HOW TO LOWER YOUR OWN CHLORINE FOOTPRINT

  • Buy chlorine-free paper. Read labels when buying copier paper, diapers, napkins and home tissue products. For the latter, check out NRDC's shoppers guide at www.nrdc.org/land/forests/gtissue.asp.
  • Use chlorine-free bleach and home cleaning products. Learn more at www.ewg.org/guides/cleaners.
  • Find alternatives to conventional dry cleaning. Perchloroethylene ("perc") is a chlorine compound. Hand wash items or take them to an alternative cleaner. The best choice is a wet cleaner. It may be hard to find, but it's worth the search. Wet cleaners use water, biodegradable detergent and special computerized machinery to clean clothes without shrinkage. CO2 cleaning also offers an environmentally responsible alternative to perc. It takes CO2 gas captured as a by-product of existing industrial processes, compresses it into a liquid and uses it for cleaning. What about cleaners that call themselves "green" Or "organic"? Ask about their solvents and chances are they're made with a petroleum-based hydrocarbon. While better than perc, hydrocarbon is a VOC (volatile organic compound) that contributes to greenhouse gasses. For a clear guide to cleaning chemistry and its hazards, check out www.nrdc.org/living/stuff/files/CDB_11052501A.pdf. To find an alternative cleaner near you, go to www.nodryclean.com.

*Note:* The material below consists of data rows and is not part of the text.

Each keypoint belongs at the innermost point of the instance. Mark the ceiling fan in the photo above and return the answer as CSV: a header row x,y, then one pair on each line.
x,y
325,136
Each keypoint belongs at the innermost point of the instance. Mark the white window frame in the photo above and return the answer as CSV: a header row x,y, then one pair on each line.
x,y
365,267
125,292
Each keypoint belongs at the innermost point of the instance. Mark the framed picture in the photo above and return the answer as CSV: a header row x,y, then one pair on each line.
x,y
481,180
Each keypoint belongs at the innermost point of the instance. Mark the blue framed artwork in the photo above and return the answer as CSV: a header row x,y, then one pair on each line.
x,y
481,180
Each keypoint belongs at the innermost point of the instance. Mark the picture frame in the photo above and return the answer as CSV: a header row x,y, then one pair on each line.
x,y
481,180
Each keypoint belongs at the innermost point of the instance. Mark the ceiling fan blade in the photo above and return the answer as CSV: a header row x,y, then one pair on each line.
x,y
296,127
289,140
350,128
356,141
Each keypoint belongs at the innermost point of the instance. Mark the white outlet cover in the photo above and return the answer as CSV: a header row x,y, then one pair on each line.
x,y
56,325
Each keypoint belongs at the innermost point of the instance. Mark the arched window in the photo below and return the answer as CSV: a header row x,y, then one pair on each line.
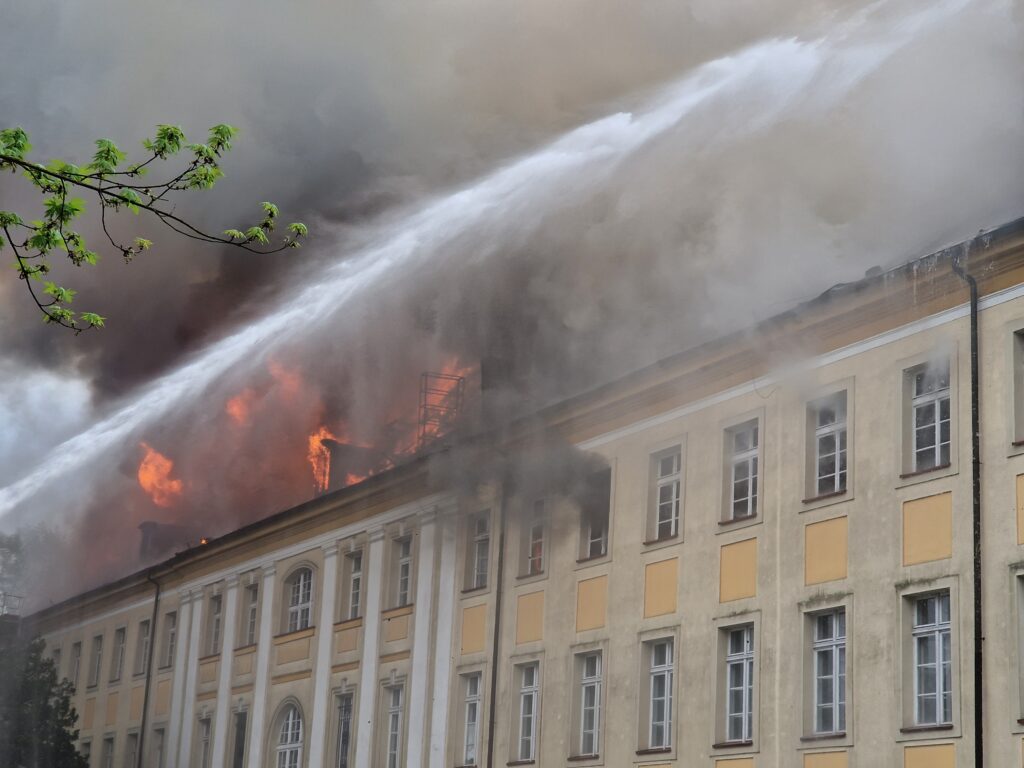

  • Avoid vinyl. PVC—polyvinyl chloride with the recycling symbol 3—is used for shampoo and cooking oil bottles, clear food packaging, school supplies, vinyl siding and plumbing pipes. At the factory stage, PVC creates dioxin; at the end of life, incineration creates more dioxin. Learn more at grist.org/article/umbra-plastics.
  • Support like–minded brands. Patagonia and a limited number of other companies sell chlorine–free wool.